Eland allows you to filter your data server-side, and then pull only what you need into local memory for training.

from sklearn.model_selection import train_test_split
from sklearn.tree import DecisionTreeClassifier

# 1. Filter on the server first (save bandwidth)
ed_filtered = df[df['status_code'] == 200]

# 2. Pull to local memory (converts to standard pandas DataFrame)
# WARNING: Ensure you have enough RAM for the result set
pandas_df = ed_filtered.to_pandas()

# 3. Standard Scikit-Learn Workflow
X = pandas_df[['bytes_sent', 'duration', 'geo_distance']]
y = pandas_df['is_suspicious']

X_train, X_test, y_train, y_test = train_test_split(X, y, test_size=0.2)

# Train a Decision Tree
dt_model = DecisionTreeClassifier()
dt_model.fit(X_train, y_train)

Step 2: Deploying the Model to Elasticsearch#

This is the “killer feature.” Instead of building a separate Flask API to host your model, you can serialize the model and upload it directly to the Elasticsearch cluster.

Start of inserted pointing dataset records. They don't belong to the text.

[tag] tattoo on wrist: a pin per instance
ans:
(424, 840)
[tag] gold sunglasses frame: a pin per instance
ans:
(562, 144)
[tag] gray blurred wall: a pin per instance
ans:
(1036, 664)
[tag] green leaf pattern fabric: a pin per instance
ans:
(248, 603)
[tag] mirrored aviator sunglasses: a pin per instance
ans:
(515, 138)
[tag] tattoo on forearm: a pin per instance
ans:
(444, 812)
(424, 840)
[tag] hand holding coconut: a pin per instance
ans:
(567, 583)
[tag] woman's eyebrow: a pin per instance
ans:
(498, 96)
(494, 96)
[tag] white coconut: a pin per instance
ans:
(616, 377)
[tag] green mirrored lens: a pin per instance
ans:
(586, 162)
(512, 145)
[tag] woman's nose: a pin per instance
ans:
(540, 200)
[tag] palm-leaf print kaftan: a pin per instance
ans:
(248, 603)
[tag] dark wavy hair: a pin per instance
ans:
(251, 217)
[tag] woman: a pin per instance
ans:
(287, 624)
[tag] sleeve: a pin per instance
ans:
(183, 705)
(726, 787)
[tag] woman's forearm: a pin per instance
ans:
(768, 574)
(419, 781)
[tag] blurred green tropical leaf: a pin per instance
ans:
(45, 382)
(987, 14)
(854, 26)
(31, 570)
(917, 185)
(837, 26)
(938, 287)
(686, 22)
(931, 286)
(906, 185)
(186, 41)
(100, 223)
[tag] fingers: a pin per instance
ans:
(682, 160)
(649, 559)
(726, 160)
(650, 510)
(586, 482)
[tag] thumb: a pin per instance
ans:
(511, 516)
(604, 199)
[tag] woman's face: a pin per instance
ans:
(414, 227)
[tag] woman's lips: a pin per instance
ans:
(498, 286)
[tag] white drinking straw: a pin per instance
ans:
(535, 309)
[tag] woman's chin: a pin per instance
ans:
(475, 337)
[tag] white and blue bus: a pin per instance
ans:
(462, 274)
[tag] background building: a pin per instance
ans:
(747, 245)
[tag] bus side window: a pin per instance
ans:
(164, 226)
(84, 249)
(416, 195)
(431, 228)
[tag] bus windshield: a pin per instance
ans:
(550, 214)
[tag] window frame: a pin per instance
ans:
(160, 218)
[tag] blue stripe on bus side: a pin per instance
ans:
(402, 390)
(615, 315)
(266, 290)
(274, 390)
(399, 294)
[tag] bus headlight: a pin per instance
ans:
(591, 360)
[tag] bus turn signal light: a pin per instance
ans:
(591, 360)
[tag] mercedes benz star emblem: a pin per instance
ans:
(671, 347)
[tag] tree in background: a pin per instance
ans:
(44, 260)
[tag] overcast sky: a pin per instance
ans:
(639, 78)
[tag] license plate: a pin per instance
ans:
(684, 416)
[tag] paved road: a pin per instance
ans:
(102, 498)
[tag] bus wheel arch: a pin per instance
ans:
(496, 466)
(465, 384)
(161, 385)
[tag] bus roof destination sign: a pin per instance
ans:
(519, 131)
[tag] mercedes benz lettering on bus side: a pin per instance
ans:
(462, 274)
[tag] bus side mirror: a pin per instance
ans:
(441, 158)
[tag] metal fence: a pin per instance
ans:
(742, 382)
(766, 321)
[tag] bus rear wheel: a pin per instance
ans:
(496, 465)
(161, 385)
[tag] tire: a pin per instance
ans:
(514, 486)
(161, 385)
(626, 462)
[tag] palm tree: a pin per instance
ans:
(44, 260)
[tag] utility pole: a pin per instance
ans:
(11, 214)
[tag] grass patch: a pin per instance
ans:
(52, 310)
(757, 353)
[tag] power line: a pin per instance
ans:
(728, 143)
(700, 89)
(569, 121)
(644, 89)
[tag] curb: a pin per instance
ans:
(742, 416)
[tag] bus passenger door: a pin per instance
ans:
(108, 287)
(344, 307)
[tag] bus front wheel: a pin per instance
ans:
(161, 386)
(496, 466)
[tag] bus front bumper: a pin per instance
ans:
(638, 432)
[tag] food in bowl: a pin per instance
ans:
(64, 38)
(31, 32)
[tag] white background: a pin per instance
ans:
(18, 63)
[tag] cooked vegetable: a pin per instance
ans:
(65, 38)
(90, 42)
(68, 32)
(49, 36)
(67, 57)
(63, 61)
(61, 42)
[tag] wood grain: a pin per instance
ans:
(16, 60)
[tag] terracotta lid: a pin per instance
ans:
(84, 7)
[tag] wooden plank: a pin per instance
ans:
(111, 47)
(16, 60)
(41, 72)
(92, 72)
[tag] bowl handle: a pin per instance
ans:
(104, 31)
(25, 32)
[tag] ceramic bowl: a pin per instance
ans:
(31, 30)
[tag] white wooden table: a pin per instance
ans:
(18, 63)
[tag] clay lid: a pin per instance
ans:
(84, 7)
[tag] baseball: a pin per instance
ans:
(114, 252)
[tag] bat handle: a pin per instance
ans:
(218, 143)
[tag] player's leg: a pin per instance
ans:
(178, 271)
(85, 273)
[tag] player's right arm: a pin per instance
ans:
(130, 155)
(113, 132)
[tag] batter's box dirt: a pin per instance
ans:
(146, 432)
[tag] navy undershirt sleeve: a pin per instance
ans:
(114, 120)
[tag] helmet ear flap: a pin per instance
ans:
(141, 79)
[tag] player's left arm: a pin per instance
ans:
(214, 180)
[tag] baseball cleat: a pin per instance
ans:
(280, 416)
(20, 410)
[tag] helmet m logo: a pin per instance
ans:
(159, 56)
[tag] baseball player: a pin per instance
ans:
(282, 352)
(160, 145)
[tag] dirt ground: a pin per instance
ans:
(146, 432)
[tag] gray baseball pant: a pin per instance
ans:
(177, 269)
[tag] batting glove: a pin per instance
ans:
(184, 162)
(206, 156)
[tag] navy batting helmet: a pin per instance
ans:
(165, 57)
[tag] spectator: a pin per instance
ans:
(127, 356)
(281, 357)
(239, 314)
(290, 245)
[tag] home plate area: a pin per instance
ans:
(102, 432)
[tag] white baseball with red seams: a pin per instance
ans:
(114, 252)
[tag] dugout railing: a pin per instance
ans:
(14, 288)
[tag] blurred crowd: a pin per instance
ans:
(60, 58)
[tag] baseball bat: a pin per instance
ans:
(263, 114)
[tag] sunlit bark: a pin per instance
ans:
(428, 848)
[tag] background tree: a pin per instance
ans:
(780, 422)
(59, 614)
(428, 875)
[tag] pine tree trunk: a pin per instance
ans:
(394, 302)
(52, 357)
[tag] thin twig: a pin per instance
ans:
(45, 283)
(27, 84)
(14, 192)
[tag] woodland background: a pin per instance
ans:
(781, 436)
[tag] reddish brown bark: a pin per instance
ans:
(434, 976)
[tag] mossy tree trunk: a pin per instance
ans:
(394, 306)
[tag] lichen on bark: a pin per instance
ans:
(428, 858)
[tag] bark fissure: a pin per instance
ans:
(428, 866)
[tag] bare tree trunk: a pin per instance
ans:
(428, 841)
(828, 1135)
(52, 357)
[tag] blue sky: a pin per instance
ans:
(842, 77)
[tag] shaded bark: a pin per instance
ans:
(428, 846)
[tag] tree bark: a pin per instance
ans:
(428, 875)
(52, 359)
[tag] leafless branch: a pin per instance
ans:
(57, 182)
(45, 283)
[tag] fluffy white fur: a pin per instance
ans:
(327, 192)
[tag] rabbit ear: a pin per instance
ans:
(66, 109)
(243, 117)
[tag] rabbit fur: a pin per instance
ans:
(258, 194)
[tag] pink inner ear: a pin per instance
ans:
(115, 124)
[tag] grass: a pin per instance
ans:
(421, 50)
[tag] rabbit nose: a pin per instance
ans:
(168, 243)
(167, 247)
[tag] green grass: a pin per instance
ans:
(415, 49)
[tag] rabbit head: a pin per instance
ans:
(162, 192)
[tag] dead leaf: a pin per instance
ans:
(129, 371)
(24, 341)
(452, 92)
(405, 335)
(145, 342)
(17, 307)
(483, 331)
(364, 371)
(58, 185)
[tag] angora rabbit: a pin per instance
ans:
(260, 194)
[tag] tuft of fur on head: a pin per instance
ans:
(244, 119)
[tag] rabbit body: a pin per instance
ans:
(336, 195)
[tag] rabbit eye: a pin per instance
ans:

Elasticsearch can then use this model to make predictions during data ingestion (using an Ingest Pipeline).

from eland.ml import MLModel

# Deploy the trained Scikit-Learn model to Elasticsearch
es_model = MLModel.import_model(
    es_client="http://localhost:9200",
    model_id="suspicious_traffic_detector_v1",
    model=dt_model,
    feature_names=['bytes_sent', 'duration', 'geo_distance'],
    es_if_exists='overwrite'
)

print(f"Model deployed with ID: {es_model.model_id}")

Step 3: Inference#

Once uploaded, you can use the model to infer against data already in your index without moving the data.

# Predict on the data sitting in Elasticsearch
# This runs the prediction using the ES Ingest Node capabilities
predictions = es_model.predict(
    df.head(10)
)

print(predictions)

Supported Models and Limitations#

Eland is powerful, but it relies on the inference capabilities of the Elasticsearch node. It is not a generic Python runner.

Supported Model Types#

Elasticsearch natively supports converting specific tree-based models into its internal format:

Scikit-Learn: Decision Trees, Random Forests.
XGBoost: Classifier and Regressor.
LightGBM: Classifier and Regressor.

Limitations#

Memory Management: While Eland operates lazily, calling to_pandas() triggers a download. If your index has 100GB of data, you cannot pull it all into a laptop. You must aggregate or sample first.
Unsupervised Learning: While you can use Eland to fetch data for standard Isolation Forests or K-Means (as seen in general tutorials), you cannot currently deploy these unsupervised models back to Elasticsearch for native inference via Eland.
Complex Pipelines: Feature engineering steps (like StandardScaler or One-Hot Encoding) done in Python are not automatically part of the deployed model. You must use Elasticsearch Ingest Pipelines to replicate those data transformations before the data hits the model.

Conclusion#

Eland enables a hybrid workflow that is ideal for modern data teams to:

Push compute to the data for heavy lifting (filtering, aggregating).
Pull data to local memory for precision tasks (training).
Push logic back to the database for production (inference).

By mastering Eland, you remove the need for complex middleware when deploying standard classification and regression models on your log and metric data.